Early research, published in the scientific journal of the American Academy of Neurology showed that up to 43 percent of patients may experience symptoms of a transient attack in the seven days leading up to an attack.

These symptoms occur when a transient ischaemic event causes blood flow to the brain to falter momentarily.

This blood clot is usually quickly resolved by the body’s natural clot-dissolving actions, which restore blood flow.

The symptoms that accompany an event are typically short-lived, lasting only a few minutes.

Some of the more blatant symptoms may include a sudden feeling of weakness in the arm or face or numbness.

Seeking medical care when such symptoms emerge could lead to potentially life-saving treatment.

This is because, despite their fleeting nature, transient ischaemic attacks carry a significant risk of recurrent stroke in the following days and weeks.

How to avoid Stroke

Preventive measures against stroke boil down mainly to managing predisposing conditions like high cholesterol and high blood pressure.

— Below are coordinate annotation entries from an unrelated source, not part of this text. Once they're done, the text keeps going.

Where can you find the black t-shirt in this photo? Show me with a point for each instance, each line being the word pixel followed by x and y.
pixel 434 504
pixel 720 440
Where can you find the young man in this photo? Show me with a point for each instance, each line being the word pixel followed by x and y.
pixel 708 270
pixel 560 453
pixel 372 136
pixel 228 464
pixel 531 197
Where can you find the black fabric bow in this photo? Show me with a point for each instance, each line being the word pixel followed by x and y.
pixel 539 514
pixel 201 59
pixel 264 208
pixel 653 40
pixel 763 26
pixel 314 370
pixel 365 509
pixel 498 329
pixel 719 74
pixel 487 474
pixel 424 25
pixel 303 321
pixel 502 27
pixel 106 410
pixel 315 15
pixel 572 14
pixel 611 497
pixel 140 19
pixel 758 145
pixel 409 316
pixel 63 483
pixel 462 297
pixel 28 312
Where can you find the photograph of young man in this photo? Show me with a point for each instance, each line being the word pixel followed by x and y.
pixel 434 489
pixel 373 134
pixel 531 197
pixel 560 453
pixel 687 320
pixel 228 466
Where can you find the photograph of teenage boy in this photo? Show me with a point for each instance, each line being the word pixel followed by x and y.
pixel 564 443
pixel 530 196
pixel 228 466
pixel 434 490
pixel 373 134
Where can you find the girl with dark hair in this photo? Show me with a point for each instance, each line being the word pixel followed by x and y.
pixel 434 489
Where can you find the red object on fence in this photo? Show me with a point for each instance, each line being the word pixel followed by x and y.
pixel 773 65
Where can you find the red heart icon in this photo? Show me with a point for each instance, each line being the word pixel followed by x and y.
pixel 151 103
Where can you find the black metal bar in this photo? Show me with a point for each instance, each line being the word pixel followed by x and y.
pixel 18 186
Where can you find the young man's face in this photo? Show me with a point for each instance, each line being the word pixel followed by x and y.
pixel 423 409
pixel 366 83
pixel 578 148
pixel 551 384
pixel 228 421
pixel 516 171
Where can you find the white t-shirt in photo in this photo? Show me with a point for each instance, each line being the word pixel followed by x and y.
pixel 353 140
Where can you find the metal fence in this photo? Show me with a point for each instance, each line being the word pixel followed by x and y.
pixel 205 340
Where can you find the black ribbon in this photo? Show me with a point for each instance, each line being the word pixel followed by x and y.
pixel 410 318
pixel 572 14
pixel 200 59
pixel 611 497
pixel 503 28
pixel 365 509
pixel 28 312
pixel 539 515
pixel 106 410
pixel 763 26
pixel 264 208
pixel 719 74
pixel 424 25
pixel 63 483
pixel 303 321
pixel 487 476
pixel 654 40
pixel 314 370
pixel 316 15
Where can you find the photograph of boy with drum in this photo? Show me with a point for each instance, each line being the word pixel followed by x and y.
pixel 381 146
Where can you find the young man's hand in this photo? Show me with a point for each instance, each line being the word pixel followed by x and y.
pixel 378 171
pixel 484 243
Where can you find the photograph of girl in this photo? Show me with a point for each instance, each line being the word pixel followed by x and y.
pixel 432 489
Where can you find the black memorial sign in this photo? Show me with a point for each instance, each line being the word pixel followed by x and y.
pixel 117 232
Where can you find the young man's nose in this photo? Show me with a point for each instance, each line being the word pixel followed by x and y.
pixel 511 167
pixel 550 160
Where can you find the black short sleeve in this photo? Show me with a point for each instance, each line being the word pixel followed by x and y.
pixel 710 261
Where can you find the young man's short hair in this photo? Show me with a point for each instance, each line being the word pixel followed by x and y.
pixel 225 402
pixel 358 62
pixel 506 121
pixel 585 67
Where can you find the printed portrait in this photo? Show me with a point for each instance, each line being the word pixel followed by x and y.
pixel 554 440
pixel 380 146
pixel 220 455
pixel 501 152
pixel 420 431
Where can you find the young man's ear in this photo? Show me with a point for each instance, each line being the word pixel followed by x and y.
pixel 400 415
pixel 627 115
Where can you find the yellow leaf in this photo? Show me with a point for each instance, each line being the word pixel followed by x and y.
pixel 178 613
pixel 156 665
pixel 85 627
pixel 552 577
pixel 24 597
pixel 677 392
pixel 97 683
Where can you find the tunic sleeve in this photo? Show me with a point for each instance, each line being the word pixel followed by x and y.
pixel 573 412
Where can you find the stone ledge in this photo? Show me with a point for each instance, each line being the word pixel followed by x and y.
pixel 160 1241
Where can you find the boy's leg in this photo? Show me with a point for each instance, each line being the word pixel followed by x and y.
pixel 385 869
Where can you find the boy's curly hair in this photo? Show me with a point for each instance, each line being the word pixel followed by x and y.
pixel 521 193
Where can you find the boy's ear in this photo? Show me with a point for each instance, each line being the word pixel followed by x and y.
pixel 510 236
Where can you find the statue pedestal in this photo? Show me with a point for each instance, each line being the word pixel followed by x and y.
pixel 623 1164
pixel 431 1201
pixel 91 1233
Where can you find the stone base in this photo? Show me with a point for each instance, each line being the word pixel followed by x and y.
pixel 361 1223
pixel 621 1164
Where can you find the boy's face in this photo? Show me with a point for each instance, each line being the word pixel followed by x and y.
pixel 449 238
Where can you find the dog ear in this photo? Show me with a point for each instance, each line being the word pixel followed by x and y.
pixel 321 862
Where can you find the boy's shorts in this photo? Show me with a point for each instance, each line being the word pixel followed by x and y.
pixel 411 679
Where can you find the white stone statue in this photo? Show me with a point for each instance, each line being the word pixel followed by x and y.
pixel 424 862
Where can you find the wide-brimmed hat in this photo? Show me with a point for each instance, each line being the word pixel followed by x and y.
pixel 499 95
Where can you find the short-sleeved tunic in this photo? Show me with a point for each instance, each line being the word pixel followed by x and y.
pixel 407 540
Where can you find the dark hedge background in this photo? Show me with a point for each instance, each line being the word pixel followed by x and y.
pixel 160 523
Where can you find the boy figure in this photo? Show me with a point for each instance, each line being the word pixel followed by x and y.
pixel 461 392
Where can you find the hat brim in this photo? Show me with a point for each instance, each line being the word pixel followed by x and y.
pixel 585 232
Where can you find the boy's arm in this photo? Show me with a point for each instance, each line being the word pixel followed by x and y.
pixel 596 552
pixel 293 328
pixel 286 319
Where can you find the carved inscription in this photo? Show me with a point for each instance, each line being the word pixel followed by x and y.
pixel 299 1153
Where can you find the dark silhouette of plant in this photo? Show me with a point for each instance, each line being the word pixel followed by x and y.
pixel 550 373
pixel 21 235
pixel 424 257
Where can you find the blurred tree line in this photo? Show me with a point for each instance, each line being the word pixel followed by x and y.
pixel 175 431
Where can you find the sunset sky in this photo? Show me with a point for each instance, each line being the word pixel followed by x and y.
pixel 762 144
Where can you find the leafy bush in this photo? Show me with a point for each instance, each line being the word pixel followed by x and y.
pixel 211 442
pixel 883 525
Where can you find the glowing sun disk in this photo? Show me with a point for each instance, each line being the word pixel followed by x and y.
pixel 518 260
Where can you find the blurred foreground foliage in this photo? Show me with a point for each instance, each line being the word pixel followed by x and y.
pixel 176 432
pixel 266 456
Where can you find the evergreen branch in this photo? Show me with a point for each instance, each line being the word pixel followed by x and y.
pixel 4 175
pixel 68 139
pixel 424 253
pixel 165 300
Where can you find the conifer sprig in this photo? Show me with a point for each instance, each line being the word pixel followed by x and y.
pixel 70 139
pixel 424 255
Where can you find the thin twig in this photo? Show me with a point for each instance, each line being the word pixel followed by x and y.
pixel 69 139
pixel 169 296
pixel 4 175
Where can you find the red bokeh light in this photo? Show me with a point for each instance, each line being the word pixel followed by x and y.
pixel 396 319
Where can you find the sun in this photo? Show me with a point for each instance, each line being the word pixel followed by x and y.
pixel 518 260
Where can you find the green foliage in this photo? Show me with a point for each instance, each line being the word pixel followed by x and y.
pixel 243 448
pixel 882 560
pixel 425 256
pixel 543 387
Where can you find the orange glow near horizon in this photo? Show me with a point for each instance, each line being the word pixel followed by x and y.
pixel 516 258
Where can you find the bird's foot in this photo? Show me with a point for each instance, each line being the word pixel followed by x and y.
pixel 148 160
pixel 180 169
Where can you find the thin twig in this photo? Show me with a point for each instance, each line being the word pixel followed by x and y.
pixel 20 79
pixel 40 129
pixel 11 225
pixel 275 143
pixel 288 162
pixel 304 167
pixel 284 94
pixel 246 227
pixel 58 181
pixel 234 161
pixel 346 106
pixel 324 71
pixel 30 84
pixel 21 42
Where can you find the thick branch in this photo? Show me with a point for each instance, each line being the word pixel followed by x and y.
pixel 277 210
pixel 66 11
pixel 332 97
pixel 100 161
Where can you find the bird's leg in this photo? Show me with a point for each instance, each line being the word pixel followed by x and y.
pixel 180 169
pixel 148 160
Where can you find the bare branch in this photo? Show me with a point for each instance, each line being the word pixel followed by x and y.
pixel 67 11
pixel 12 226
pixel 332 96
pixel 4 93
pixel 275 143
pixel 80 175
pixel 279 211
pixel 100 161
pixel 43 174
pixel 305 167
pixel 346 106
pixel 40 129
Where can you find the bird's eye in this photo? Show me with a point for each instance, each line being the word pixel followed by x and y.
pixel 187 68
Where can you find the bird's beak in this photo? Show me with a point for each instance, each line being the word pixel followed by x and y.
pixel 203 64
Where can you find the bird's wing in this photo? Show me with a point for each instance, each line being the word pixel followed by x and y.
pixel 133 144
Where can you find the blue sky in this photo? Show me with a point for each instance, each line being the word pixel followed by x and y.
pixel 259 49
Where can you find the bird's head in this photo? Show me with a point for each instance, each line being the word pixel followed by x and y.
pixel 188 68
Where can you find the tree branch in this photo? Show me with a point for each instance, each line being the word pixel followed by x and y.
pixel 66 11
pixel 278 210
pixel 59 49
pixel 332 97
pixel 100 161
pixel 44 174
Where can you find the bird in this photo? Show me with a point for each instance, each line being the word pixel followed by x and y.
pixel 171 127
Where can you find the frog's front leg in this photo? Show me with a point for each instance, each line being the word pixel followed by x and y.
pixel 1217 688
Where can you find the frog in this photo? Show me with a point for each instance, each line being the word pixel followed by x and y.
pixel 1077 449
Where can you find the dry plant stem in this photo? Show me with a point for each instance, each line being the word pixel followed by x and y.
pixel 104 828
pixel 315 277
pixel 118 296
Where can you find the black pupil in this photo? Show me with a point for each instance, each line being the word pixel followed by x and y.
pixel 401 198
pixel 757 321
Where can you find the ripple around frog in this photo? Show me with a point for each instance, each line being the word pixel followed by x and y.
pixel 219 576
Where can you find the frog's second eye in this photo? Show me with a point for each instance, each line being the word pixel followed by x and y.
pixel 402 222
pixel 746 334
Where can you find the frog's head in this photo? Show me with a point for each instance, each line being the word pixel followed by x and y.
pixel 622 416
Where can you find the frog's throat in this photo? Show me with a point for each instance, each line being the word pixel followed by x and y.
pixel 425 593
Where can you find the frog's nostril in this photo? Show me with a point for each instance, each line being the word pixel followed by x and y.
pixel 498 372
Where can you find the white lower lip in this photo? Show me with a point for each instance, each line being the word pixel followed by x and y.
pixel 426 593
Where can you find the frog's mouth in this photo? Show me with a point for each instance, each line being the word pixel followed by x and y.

And adhering to a healthy diet and exercise routine is conducive to achieving this.

The Harvard T.H. Chan School of Public Health states: “People who eat diets with higher amounts of healthy plant-based foods and lower amounts of less-healthy plant-based foods, may reduce their risk of stroke compared to people with lower-quality diets.”

The health body defines healthy plant-based diets as being rich in foods such as leafy greens, whole grains, and beans.

These diets generally include lower levels of refined grains, potatoes, and added sugars, according to the institution.

Combined, the aforementioned dietary measures have been shown to lower the overall risk of stroke by up to 10 percent.

But limiting the intake of alcohol and avoiding cigarette smoke are equally important for protecting the brain and heart from damage.